I’ve thought for a while now that the next big leap in consumer electronics will be personal sensors, meaning—most importantly—video and audio.

If people were just recording video and audio while they walked around, that might have some sort of utility, but probably not much. It’d be more effort than it was worth to sift through the content and find something interesting.

The actual breakthrough will be when people are wearing these sensors and the data from the sensors are being parsed by computers.

Imagine that you’re able to constantly record just video and audio, in all directions, as you walk around during your day. Forget how that’ll happen—it’ll likely be some sort of button or sticker, or other wearable item—but just assume that we can capture the data.

Now imagine a decent set of machine learning algorithms on the other side of the sensor, both at the edge and in the cloud, that are processing the data in realtime. What kinds of functionality will come from this?

  1. Realtime language translation.

  2. Notifications if someone is looking at you or talking about you.

  3. Notifications when someone around you is talking about something dangerous.

  4. An alert if there is an incoming car or bicycle you might not see.

  5. An alert if someone has been following you for blocks without you knowing.

  6. A ping for if a friend’s voice is heard, or their face is seen, in a crowd.

  7. A ping if someone in the coffee shop is famous or popular in some way, or if they share common interests with you.

  8. Various statistics for a given time period, e.g., how many men vs. women you passed on the street, how many cars went by, how many Android vs. iPhone devices are in this coffee shop.

  9. How many calories you ate. (it can see all your food)

  10. How many calories you burned (it can watch you exercise)

  11. How much sleep you got (when you turned it off and turned it back on, plus other measurements).

  12. How many times you talked to your friends and family vs. strangers, etc.

  13. Take pictures of any scene using a voice command.

  14. Get 360 degree images of places.

  15. Based on your excitement level (accelerometer data, heart rate, etc.), automatically capture video or audio and pipe it to certain people, companies, or organizations. Imagine crashes, or robberies, or health issues.

  16. People cutting you off in traffic, littering, public fights, documentation of violence of all kinds.

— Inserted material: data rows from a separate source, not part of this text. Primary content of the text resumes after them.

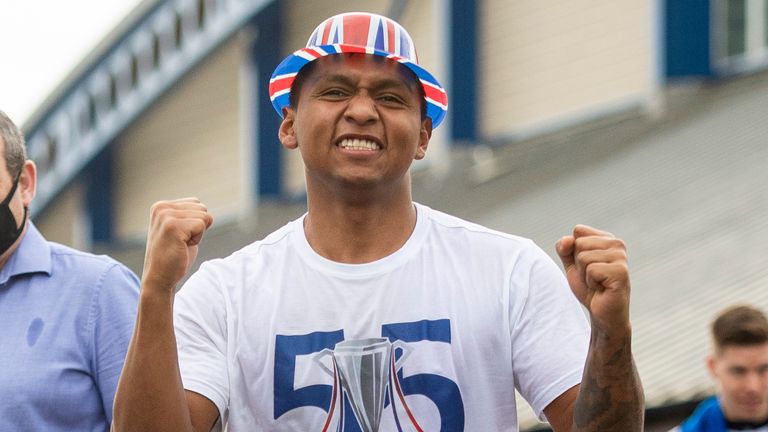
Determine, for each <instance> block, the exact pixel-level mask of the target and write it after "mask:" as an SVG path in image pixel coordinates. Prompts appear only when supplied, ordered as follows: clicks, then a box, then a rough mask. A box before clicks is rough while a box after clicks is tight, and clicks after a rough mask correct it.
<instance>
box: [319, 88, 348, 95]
mask: <svg viewBox="0 0 768 432" xmlns="http://www.w3.org/2000/svg"><path fill="white" fill-rule="evenodd" d="M344 95H345V93H344V92H343V91H342V90H340V89H328V90H326V91H324V92H323V96H344Z"/></svg>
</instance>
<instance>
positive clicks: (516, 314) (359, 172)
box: [115, 13, 643, 432]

These are just a few I thought up in a minute or two. There will be thousands of use cases, created by hundreds of companies. Some companies will be great at identifying objects. Others will be good at voice. Others will be good at situations and scenes, etc.

And all of this will filter through your personal operating system so that the insights that are gained are passed on to the rest of your personal platform—at home, in the car, and at work.

Sensors connected to machine learning algorithms are powerful. Especially when you have video and audio. But the true power of this combination will come when we’re wearing those sensors and the observations, notifications, and alerts produced by the algorithms are uniquely valuable to us as individuals.

That’s when the market will explode.

Then there’s a whole separate industry that will rise up around the interfaces for presenting this data to the person. It’ll start with AirPods and Buds, i.e., voice prompts because they’re the first hands-free interface we’ll have. The next breakthrough will be a usable visual interface that is hands-free, meaning glasses.

Lots of other tech is interesting right now, but this is the major bump I’m waiting for.

Notes

  1. I wrote about lifecasting back in 2008, but I had no idea then about computers parsing the input from the streaming. It’s quite entertaining to read that piece now. Still lots of good stuff in there, but the assumption was human services would be used to parse the content.

  2. By the way, I’m not saying this is “next” as in coming immediately. I mean it’s the next big thing, at least that I care about.

  3. There are a lot of similarities between this and Universal Daemonization, which I wrote about in my book. The difference is that this is parsing light and sound, where UD requires the daemon infrastructure.